I am always excited at this time of the year. I enjoy the cooler days, the smell of baked goods and fireplaces, the kids’ excitement for Christmas, and all the other nice things that come with the season. At the same time it’s a stressful time of year with all the added pressures and expectations that come with The Holidays. We all get busy with planning, travelling, shopping, cooking, baking, cleaning, wrapping, decorating, going to choir rehearsals, planning special services and pageants and parties. It is all worth it in the end, but still stressful and exhausting.

Then add to it all that we are living in truly stressful and even scary times! We need only turn on the news, grab a headline, or get on Facebook or Twitter to see and hear how angry, fightened, and bitterly divided people are in our country and in the world.
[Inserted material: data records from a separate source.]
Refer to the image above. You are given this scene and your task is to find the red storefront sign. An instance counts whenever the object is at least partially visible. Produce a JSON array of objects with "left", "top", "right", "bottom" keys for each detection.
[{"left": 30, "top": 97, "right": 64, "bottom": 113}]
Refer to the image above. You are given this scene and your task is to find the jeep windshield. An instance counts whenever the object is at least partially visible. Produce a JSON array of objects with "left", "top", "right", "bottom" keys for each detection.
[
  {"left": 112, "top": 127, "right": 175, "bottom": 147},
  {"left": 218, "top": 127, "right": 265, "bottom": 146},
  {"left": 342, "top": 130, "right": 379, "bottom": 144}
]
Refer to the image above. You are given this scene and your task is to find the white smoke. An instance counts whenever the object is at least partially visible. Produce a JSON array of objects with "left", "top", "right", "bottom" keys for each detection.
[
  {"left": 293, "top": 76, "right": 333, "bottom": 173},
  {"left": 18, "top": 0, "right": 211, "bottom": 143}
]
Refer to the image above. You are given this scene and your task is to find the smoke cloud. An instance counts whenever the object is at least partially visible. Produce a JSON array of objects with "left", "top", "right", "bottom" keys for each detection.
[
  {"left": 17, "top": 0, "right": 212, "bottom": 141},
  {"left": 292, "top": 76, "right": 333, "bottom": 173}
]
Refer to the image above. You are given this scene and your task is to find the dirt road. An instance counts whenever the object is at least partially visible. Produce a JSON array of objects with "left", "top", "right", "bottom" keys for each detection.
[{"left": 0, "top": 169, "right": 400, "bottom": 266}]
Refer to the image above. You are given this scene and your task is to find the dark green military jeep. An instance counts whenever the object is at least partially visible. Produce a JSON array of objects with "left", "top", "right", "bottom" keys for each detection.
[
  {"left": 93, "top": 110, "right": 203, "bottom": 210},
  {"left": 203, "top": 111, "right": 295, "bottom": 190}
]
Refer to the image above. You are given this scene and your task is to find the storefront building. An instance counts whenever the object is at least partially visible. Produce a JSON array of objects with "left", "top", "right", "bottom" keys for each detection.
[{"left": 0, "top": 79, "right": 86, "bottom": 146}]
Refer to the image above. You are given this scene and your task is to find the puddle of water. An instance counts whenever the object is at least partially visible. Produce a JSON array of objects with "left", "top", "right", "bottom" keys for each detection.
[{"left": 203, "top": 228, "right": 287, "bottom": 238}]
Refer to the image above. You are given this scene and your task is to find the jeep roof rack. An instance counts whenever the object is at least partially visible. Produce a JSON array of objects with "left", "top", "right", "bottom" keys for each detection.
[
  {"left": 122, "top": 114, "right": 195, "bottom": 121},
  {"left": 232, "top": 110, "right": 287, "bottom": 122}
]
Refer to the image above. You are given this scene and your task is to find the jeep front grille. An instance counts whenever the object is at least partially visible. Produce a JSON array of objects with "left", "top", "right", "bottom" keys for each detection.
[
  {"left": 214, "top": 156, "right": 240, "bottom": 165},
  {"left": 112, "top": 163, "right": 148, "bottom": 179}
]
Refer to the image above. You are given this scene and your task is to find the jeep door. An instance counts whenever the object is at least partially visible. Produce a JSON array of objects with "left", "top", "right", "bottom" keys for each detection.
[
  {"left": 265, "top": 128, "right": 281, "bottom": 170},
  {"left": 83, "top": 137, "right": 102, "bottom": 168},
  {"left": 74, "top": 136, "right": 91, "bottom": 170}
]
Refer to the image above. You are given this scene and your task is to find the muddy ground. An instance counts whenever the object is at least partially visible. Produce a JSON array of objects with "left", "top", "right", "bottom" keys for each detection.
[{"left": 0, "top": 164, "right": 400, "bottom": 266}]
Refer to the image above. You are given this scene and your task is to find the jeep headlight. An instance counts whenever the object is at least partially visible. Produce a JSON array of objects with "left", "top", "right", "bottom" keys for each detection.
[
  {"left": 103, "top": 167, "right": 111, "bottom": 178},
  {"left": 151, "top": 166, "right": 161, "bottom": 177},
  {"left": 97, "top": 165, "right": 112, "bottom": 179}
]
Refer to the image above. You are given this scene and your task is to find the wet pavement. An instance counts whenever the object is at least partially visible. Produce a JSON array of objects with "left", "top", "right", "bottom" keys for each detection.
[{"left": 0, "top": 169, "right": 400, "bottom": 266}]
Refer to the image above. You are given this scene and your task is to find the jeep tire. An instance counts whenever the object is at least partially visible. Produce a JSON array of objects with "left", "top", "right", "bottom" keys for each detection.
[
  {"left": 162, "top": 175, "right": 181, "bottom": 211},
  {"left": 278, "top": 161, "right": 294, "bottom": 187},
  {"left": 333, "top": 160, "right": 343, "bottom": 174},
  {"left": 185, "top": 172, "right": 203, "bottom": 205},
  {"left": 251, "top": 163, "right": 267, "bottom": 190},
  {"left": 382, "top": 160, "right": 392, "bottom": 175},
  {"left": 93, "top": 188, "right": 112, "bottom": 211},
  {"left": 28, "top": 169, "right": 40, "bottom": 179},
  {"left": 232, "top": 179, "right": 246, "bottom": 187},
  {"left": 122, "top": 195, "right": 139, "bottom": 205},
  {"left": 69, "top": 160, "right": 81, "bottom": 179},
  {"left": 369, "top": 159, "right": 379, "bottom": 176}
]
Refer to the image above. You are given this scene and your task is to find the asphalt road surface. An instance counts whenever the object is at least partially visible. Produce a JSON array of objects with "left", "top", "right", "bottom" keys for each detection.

There are National Security threats, political threats, threats to people’s human rights, awful violence, devastating natural disasters. It takes work to find stories and events that bring hope and a glimpse of peace in the world we are living in.

This recap doesn’t even include our own inner turmoil, our own experience of fear, sadness, worry, our feelings of being overwhelmed, our daily struggles. Again, all you have to do is get online or go to the self-help section of a bookstore to find the many suggestions and answers to finding calm and peace in ones life. Whether it’s prayer, meditation, watching funny movies, yoga, therapy, getting outside, or finding comfort talking with a loved one, so many methods, so much advice encourages us to cope with our own traumatized personalities and experiences in life. The many cures suggest the scope of the dis-ease.

 

During these challenging and stressful times, how do we find and experience peace at church? How do we be a church that helps us all and every one who walks in the door experience the peace and comfort that comes in God’s love and grace for all of us?

How do we make this a practice? How do we be a church that regularly practices kindness, forgiveness, patience, and understanding both with ourselves and each other? When we do this, we do better finding it outside in the political realm, in our work, in our school, walking down the street.

We cannot share peace, love, and kindness with others if we don’t experience and practice it with ourselves and all whom we encounter.

Our church experience should not be stressful. It is meant to be a place (both physical and communal) where everyone gets to experience something more powerful and comforting than anything in the outside world.

So, as we enter this busy season of Advent and experience the strain that often accompanies it, my hope for us all is that we look for and to what is most important, focusing on the hope and peace that comes with welcoming Jesus into our broken lives and the broken world we live in.